Every summer for eight years I’ve gone camping with my friends, Becca and Laura. Actually we didn’t camp last year because we were too wigged out about wildfires. But otherwise we’ve managed some kind of trip every summer and most of them have been backpacking trips.
We’re all working moms with complicated summer schedules and we choose the date for this annual trip EIGHT MONTHS IN ADVANCE in order to find a time that works for the three of us. This year, our trip was planned for Labor Day weekend - the last weekend of the summer - a weekend I associate with total energetic depletion - and when it finally rolled around, I was frankly dreading it. The errands and the careful planning required for a backpacking trip were overwhelming. The long, hard hike with a heavy pack was daunting. I was a bit broken at the end of this summer (feeling better now, thanks) and I melted down when faced with the task of packing my bag. I came *this close* to bailing. But I did not bail! Thanks to the gentle urging of Becca and Laura, I stayed the course.
The hike to our campsite at Paradise Park on Mount Hood was about 7 miles and it traversed Zig Zag Canyon. We camped at around the same elevation we parked our car at but we had to go down down down, cross a river, and then go up up up again to get there.
When we came to the Zig Zag River at the bottom of the canyon, we crossed it by stepping on stones and a slick-looking shard of a log wedged between some rocks. As I was about to step onto the log, a young guy walking alongside me in the river asked if I would like to hold his hand. I’m pretty sure-footed and a younger me might’ve balked at the suggestion that I needed help, but it turns out I don’t mind being a middle aged lady gently helped across a glacial stream by a chivalrous young man. I took his hand. It was sweet.
Finally, after a long uphill climb and some complaining, we reached Paradise Park, a spot on Mt. Hood so beloved and well-known that I don’t run the risk of ruining anyone’s secret spot by mentioning its name. It’s well-named. It’s paradise.

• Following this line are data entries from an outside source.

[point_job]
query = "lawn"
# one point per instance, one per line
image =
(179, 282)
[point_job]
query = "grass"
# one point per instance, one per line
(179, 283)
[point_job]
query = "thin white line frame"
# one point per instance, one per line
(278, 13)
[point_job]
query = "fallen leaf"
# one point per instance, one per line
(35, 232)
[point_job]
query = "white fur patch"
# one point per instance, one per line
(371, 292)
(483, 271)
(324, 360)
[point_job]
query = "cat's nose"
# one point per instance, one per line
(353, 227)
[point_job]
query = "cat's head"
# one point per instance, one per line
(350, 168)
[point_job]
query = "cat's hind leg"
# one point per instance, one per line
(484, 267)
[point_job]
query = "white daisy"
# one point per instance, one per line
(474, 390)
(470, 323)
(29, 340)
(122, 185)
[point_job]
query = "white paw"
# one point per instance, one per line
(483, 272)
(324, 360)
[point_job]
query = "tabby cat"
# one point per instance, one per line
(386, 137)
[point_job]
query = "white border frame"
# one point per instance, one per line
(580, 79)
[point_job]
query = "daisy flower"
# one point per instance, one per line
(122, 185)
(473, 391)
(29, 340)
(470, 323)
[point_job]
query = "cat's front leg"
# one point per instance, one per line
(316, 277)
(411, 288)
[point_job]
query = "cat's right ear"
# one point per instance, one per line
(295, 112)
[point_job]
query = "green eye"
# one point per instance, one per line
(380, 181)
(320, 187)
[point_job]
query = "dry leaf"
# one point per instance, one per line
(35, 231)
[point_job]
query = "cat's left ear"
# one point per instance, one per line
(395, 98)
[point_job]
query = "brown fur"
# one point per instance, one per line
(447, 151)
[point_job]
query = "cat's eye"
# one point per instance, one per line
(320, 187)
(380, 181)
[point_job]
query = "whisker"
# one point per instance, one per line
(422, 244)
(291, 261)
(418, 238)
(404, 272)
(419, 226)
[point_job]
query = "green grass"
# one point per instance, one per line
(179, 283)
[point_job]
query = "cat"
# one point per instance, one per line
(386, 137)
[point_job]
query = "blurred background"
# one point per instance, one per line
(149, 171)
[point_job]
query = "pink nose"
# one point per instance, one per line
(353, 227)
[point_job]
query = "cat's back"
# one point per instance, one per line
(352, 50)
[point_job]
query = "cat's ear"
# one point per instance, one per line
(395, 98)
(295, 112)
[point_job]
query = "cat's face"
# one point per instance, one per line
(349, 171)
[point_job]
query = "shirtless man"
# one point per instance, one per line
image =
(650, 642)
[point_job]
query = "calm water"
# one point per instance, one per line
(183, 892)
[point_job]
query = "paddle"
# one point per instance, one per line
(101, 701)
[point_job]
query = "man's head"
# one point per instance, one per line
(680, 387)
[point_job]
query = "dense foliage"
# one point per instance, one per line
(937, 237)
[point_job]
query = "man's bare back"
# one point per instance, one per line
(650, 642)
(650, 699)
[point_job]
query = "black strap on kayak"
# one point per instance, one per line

In all my years of hiking, I don’t think I’ve ever seen as many wildflowers as I did on this trip. I saw:
asters
gentian
two kinds of monkey-flowers
spirea
yarrow
lupin
fireweed
all the Indian paintbrushes
I saw tons of adorable mop-headed flowers that had gone to seed.
They were everywhere. I looked them up when I got home and they seem to be an anemone called a pasqueflower. There were so many other flowers I didn’t recognize. There was this thing, also everywhere:
I took a lot of pictures of flowers intending to draw them all when I got home, but there were too many and I lost steam pretty quickly.
At one point, on a walk, one of us asked the other two what we like best about backpacking. I thought about this question for a while. I wanted to know the answer and to say it out loud - to have it on hand for the future. It’s hard to remember why it’s worth all the effort when you’re getting ready for a trip. Yet it’s easy to remember why it’s worth it when you’re there.
My initial response was that it just feels great to be somewhere wild and beautiful with no responsibilities except to stay alive. I feel close to the source and I feel at ease. That’s probably the truest, most simple answer.
Then I turned this over in my head a bit and the answer unfolded into something more complicated. I thought about how bad it feels to live in opposition to the natural world, something almost all of us do by virtue of being human. I thought about how good it feels to be somewhere wild with nothing but the bag on your back. I thought about how little we truly need, but how doggedly we continue to make and acquire all the other stuff, at the expense of this precious, dying world. I don’t know how to reconcile the complicated, wasteful life I live with the sublime peace I feel when I’m away from it all in nature. I’m still working on this one. It’s an old question.
The Timberline Trail is a 40 mile loop that circumnavigates Mount Hood. We did a little piece of it - a part that overlaps the Pacific Crest Trail. There’s been talk in past years of doing the whole thing in one trip. Lots of people do - Colin’s cousin, Cameron, did it in 3 nights a few weeks ago. I don’t think I have it in me, to be honest. But we do have plans to do another section of it next summer. If I am tempted to bail, remind me that it’s always worth it.
Love,
Carson
Beautiful post, beautiful flowers! The “why” of the backpacking trip - I feel your explanation in my bones! Whenever I return , it’s frankly a shock to look around at all “the stuff”. It’s also calming in the same breath, like what else do we really need?
This one really got me. It's so hard here (earth). You have to work so hard to make some space for peace and once you do and you get to be really present, with other women, it's the most healing. We also live in PNW on some land, we have been building stuff with cob (an oven, a little shed, soon a little cottage). It has really helped combat consumerism/climate dread. I think: We make pizza in an oven we build for zero dollars made from earth from this land. I can teach people and I can do more stuff like this. Love to you and thank for you for your work.